Speak to be understood

No matter how grounded you are, it’s very easy for emotions to become tangled up in a discussion. This leads you to make the problem worse, your ego gets into it, and you start trying to convince everybody else of how hard it would be to change your position on an issue. Which makes it harder to change your position when a better idea comes up, which happens constantly.

A strategy I like to combat this is being aggressively cooperative. Don’t roll over to whatever some other stakeholder wants, and don’t make concessions for the sake of the relationship. Be tough, but make sure it’s on the problem you’re all trying to solve, not on the other person. This is where the shared experiences and the precedent you’ve set can be incredibly valuable, because you can be concrete about your requirements while being flexible about how they happen. You can shift your thinking on how to implement something without losing face or giving ground.

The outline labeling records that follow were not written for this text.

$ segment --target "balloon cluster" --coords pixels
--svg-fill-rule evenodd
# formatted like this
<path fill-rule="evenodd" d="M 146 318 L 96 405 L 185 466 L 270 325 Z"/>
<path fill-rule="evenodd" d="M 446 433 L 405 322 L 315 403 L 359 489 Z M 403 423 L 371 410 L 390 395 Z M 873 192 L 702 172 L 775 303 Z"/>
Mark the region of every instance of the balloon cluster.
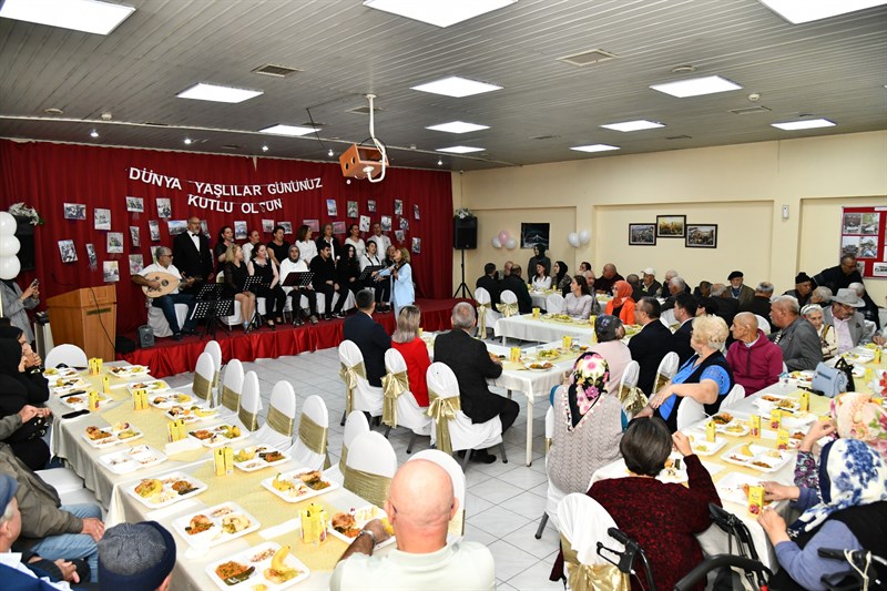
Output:
<path fill-rule="evenodd" d="M 518 247 L 518 241 L 509 236 L 507 230 L 500 232 L 498 236 L 492 237 L 493 248 L 501 248 L 502 246 L 504 246 L 509 251 L 513 251 L 514 248 Z"/>
<path fill-rule="evenodd" d="M 567 242 L 570 243 L 570 246 L 573 248 L 579 248 L 582 244 L 588 244 L 591 241 L 591 232 L 588 230 L 583 230 L 581 232 L 570 232 L 567 235 Z"/>
<path fill-rule="evenodd" d="M 11 214 L 0 212 L 0 279 L 14 279 L 21 271 L 19 248 L 21 244 L 16 237 L 18 223 Z"/>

Thinking about Windows of opportunity and their three streams can help you be flexible on this. Usually, the problem and political streams are relatively fixed, though [[problem framing]] can help. More frequently, switching the solution can shift the alignment of your three streams and create an opportunity.

If you don’t stay flexible, it’s easy to become invested and go into a meeting talking like you’re trying to win a debate, by scoring points on the other person or convincing some third party who isn’t even there. Try to think about really speaking to be understood, rather than to win.

Similarly, if somebody has a concern that you think is off topic or misplaced, don’t ignore it. They’ll just keep worrying about it and bringing it up, thinking you haven’t heard them or understood. Write it down somewhere, ask somebody to make a note of it before you move on. Sometimes it’s useful, sometimes it’s not, but you’ll never get anywhere until you demonstrate you understand them.

References

Fisher, Roger, and William Ury. Getting to Yes: Negotiating Agreement without Giving In. Edited by Bruce Patton, Third edition, Revised edition, Penguin Books, 2011.